Alphabet Inc.’s GOOG GOOGL Google has come forward to defend its AI search results, which have been under scrutiny for delivering bizarre and inaccurate information.
What Happened: Earlier this month, Google launched “AI Overviews,” formerly known as Search Generative Experience or SGE, to users in the U.S.
While Google and its CEO Sundar Pichai continue to boast about the success of this feature, social media users have been criticizing it for suggesting strange solutions, such as putting glue on pizza to help the cheese stick.
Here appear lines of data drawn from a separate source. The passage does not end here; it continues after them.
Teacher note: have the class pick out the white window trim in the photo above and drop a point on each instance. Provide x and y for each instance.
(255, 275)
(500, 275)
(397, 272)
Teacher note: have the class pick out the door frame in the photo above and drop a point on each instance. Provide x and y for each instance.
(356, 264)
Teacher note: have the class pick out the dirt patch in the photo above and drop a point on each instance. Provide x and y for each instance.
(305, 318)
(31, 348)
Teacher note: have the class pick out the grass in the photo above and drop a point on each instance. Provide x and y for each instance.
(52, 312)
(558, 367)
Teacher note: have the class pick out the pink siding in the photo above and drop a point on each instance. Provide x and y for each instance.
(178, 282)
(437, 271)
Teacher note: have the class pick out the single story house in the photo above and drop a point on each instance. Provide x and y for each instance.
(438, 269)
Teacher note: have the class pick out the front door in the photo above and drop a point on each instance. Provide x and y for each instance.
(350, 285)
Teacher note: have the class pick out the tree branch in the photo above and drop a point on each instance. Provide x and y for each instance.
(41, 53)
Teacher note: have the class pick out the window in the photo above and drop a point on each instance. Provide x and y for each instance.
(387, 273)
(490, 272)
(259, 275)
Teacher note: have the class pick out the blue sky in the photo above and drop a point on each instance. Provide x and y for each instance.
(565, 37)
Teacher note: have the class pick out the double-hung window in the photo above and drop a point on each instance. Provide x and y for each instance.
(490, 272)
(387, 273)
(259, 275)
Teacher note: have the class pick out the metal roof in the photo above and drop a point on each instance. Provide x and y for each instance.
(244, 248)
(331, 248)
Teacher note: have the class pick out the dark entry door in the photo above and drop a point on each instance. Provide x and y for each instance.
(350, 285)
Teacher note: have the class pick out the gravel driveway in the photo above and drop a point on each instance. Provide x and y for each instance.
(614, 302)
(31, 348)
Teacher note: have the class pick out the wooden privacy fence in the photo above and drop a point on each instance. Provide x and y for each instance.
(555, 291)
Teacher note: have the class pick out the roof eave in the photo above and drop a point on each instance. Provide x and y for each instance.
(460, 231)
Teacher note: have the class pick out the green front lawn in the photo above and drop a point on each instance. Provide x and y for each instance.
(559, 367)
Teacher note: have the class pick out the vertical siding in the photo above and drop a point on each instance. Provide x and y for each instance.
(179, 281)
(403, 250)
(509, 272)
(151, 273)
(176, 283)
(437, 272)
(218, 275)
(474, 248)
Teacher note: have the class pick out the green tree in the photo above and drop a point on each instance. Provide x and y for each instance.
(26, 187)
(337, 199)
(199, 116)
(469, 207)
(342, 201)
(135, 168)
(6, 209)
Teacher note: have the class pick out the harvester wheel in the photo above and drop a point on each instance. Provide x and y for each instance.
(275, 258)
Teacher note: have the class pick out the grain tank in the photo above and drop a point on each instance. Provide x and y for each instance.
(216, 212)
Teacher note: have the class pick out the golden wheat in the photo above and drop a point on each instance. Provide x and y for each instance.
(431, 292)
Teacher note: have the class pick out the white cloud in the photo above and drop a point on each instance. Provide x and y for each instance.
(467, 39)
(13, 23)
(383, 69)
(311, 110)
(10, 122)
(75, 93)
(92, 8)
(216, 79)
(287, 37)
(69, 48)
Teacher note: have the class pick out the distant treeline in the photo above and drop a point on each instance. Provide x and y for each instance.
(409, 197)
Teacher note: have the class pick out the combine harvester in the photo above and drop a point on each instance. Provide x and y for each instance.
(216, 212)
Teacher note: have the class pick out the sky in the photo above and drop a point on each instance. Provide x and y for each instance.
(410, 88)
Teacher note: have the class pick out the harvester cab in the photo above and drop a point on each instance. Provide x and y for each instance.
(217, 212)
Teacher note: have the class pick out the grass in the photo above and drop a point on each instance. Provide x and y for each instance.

Google quickly removed these inaccurate results, but the damage was already done.
In a blog post on Thursday, Google’s head of search, Liz Reid, stated that AI Overviews have led to a “higher satisfaction” with the search results. She went on to attribute the inaccurate results to “data voids,” unusual queries, and the misinterpretation of web content by AI.
“In the last week, people on social media have shared some odd and erroneous overviews (along with a very large number of faked screenshots),” Reid stated in the blog post. She also said that, unlike other chatbots and LLMs, AI Overviews “generally don’t hallucinate or make things up.”
She then outlined Google’s plans to improve AI Overviews by limiting their appearance for “nonsensical” queries and satire. Moreover, the search giant has put in strong guardrails for “topics like news and health.”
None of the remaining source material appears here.